// the find
nerevu/riko
A Python stream processing engine modeled after Yahoo! Pipes
riko is a Python library for building data pipelines using a composable pipe model, directly inspired by Yahoo! Pipes. It targets single-machine ETL tasks, RSS feed aggregation, and lightweight data mashups — not distributed workloads. If you remember Yahoo! Pipes fondly and want that mental model in code, this is it.
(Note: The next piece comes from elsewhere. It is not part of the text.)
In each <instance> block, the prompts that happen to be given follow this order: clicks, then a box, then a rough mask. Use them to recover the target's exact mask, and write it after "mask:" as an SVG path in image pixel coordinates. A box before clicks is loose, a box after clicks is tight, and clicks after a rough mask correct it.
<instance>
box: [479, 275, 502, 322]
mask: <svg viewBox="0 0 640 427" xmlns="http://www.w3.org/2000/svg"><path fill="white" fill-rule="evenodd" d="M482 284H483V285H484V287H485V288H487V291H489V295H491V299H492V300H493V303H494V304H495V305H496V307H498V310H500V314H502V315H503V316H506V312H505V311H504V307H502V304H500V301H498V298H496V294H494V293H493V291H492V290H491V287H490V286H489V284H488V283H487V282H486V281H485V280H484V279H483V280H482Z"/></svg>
The operator/processor distinction is well thought out — knowing at the type level whether something parallelizes cleanly is useful. The SyncPipe chaining API reads naturally and the `emit` pattern for flattening nested results is a clean solution to a real annoyance. PyPy support is explicit and tested, which matters for throughput on CPU-bound transforms. The ~40 built-in modules cover the practical 80% of feed/data manipulation without needing to wire anything up yourself.
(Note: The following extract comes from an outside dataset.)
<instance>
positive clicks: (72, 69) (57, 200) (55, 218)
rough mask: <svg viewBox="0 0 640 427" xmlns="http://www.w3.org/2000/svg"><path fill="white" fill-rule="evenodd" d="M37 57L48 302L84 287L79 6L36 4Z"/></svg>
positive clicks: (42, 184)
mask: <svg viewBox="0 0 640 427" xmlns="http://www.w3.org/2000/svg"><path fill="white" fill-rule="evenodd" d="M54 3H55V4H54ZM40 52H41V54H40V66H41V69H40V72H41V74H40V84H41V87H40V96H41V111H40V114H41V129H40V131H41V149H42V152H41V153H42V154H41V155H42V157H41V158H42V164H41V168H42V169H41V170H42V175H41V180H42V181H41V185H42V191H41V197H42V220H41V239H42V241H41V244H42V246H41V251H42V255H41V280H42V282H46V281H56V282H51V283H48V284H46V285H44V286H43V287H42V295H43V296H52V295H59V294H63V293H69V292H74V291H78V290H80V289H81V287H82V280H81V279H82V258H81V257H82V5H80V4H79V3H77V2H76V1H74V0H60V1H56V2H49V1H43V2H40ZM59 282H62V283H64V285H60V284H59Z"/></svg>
Async support is built on Twisted, not asyncio — that's a significant dependency drag in 2024 and will feel alien to anyone who learned async after Python 3.5. The pull-based iterator model means a single consumer per stream; the workaround (`split` module) is real but awkward. Python version support caps at 3.9 per the README, with no sign of 3.11/3.12 testing, and the Travis CI badge is dead. The XPath-based scraping examples are already broken against real sites, which undermines the tutorial experience.